CEVAP : Davalı vekili cevap dilekçesinde özetle; kötü niyetli olarak itiraz ettiğini iddia ederek itirazın iptalini talep ettiğini , davacı tarafın öne sürdüğü iddialar ve savunmaların hukuki dayanaktan yoksun olduğunu ve reddinin gerektiğini, dilekçe ekinde herhangi bir belge bulunmadığını , davacının dava dilekçesi ekinde sunduğunu iddia ettiği bazı belgeleri iddiasına dayanak olarak gösterse de dava dilekçesi ekinde herhangi bir bilgi ve belge bulunmadığını, davanın miktar itibari ile basit yargılamaya tabi olduğunu , basit yargılamada delillerin dava dilekçesi ile birlikte sunulması gerektiğini, iddianın genişletilmesi ve değiştirilmesi yasağının da davacı bakımından dava dilekçesinin sunulması ile başladığını, ancak taraflarına dava dilekçesinden başka bir belge tebliğ olunmadığını, davacının dava dilekçesi ile sunulmayan delillerine muvafakatları bulunmamakla birlikte; işbu delilere karşı beyan ve itirazlarını delillerinin taraflarına tebliğine dek saklı tutmak zorunluluğu hâsıl olduğunu , Kabul anlamına gelmemekle birlikte müvekkili şirketin tek başına sorumluluğunun bulunmadığını, —- müvekkili şirketin de ortağı bulunduğu bir adi ortaklık olduğunu, bu ——– yapımı üzerine bir anlaşma yapıldığını, müvekkili şirketin bu adi ortaklığın ortaklarından biri olup tek başına sorumluluğu bulunmadığını, bu nedenle davanın sadece müvekkili şirkete yöneltilmesinin kabul edilemez olduğunu, yukarıda açıklanan sebeplerden de görüleceği üzere davacının dilekçesinde belirttiği hususların tamamının mesnetsiz ve soyut ve gerçeği yansıtmadığını savunarak haksız ve hukuki mesnetten yoksun davanın reddine ve davacının haksız ve kötü niyetli başlattığı takip için %20’den az olmamak kaydıyla kötü niyet tazminatına mahkum edilmesini talep etmiştir.

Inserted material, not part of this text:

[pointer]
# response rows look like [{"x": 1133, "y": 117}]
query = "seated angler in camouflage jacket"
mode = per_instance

İNCELEME VE GEREKÇE : Dava hukuki niteliği itibariyle icra müdürlüğünce yapılan icra takibine İİK 67. maddesi uyarınca itirazın iptali ile icra inkar tazminatına hükmedilmesine ilişkindir.
Usulünce duruşma açılarak; tarafların aktif ve pasif dava ehliyetleri denetlenip ihtilaflı ve ihtilafsız konular ön inceleme duruşmasında resen belirlenerek uyuşmazlığın çözümü doğrultusunda tarafların tüm delilleri tahkikat duruşmalarında toplanıp bilirkişi incelemesi yapılmak suretiyle dava sonuçlandırılmıştır.
Celp edilen—-sayılı dosyasının incelenmesinde; davacı tarafın cari hesap alacağına istinaden—— alacağın davalıdan tahsili için icra takibi başlatıldığı, davalının takibe itiraz ettiği ve takibin durduğu anlaşılmıştır.
Tarafların iddia ve savunmalarının değerlendirilmesi sonucunda; uyuşmazlığın, davacı ile —– ortağı davalı arasında ticari ilişki olduğu hususunda uyuşmazlık olmadığı, uyuşmazlığın; taraflar arasında oluşan fatura alacağına istinaden davalı aleyhine başlatılan ——- esas sayılı dosya ile yapılan icra takibinde itirazın iptali edilip edilmeyeceği, icra inkar tazminatına ve kötü niyet tazminatına hükmedilip hükmedilmeyeceği noktasında toplandığı anlaşılmıştır.
Tarafların delilleri toplanarak, taraf defterlerinin incelenmesi için gün tayin edilmiş, Davalı taraf incelemeye katılmadığından, Davacı tarafın ticari defter ve kayıtları incelenmek suretiyle dosya üzerinde Mali Müşavir bilirkişiden inceleme yaptırılarak bilirkişi raporu tanzim ettirilmiştir.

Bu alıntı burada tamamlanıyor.